Qu'il s'agisse de la récente pandémie ou, précédemment, de la récession de 2008-2009, les grandes crises ont mis en lumière la difficulté de concilier la performance des organisations et le bien-être des employés. Jonglant avec de nombreux défis, les gestionnaires doivent maintenant déployer les bonnes stratégies pour s’assurer que leur personnel évolue dans le meilleur environnement possible. Leur arme secrète? La compassion!
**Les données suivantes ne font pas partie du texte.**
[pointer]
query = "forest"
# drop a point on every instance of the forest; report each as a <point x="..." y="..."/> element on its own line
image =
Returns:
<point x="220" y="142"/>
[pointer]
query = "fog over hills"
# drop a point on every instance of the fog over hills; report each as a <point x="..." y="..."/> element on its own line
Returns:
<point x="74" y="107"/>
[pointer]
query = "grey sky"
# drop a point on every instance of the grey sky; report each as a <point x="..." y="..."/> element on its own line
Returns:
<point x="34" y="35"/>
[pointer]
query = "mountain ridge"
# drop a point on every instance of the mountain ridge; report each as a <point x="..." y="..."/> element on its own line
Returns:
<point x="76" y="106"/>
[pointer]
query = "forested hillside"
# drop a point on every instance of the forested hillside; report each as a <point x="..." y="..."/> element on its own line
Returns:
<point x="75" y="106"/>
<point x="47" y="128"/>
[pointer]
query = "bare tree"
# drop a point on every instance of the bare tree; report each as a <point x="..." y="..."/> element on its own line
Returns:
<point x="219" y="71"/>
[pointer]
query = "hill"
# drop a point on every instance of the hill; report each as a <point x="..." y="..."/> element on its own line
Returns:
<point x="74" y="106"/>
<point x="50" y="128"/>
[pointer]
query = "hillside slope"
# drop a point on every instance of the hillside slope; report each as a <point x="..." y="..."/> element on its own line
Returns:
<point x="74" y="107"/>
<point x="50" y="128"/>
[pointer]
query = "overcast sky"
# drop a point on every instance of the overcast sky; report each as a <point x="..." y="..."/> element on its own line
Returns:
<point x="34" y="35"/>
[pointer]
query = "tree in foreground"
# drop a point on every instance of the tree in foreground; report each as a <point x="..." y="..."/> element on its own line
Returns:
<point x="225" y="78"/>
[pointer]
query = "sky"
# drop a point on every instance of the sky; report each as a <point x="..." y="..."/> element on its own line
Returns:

En 2008, dans la foulée de la crise financière, des scientifiques de différents horizons se sont réunis pour réfléchir à de nouvelles façons d’aborder l’économie et le fonctionnement des organisations. Ces experts ont présenté le fruit de leurs réflexions dans un ouvrage intitulé Caring Economics1, qui appelle à revoir nos pratiques de gestion. C’est ainsi que William George, professeur de management à l’Université Harvard et ancien PDG de Medtronic, a invité les gestionnaires à démontrer plus de compassion managériale afin de réconcilier les besoins humains et les besoins d’affaires, et ce, dans le but de bâtir une société plus équitable et plus durable.

Qu’est-ce que la compassion managériale?

Bienveillance, empathie, compassion : tousces mots résonnent dans nos têtes et laissent entendre un nouveau mode de gestion. Selon certains, l’empathie serait même la compétence de leadership la plus importante dans le contexte actuel2, car cette qualité aurait des effets positifs sur le travail des employés. Mais est-ce que la compassion et l’empathie vont de pair ? Comment peut-on favoriser une approche qui paraît un peu trop humaniste aux yeux de certains?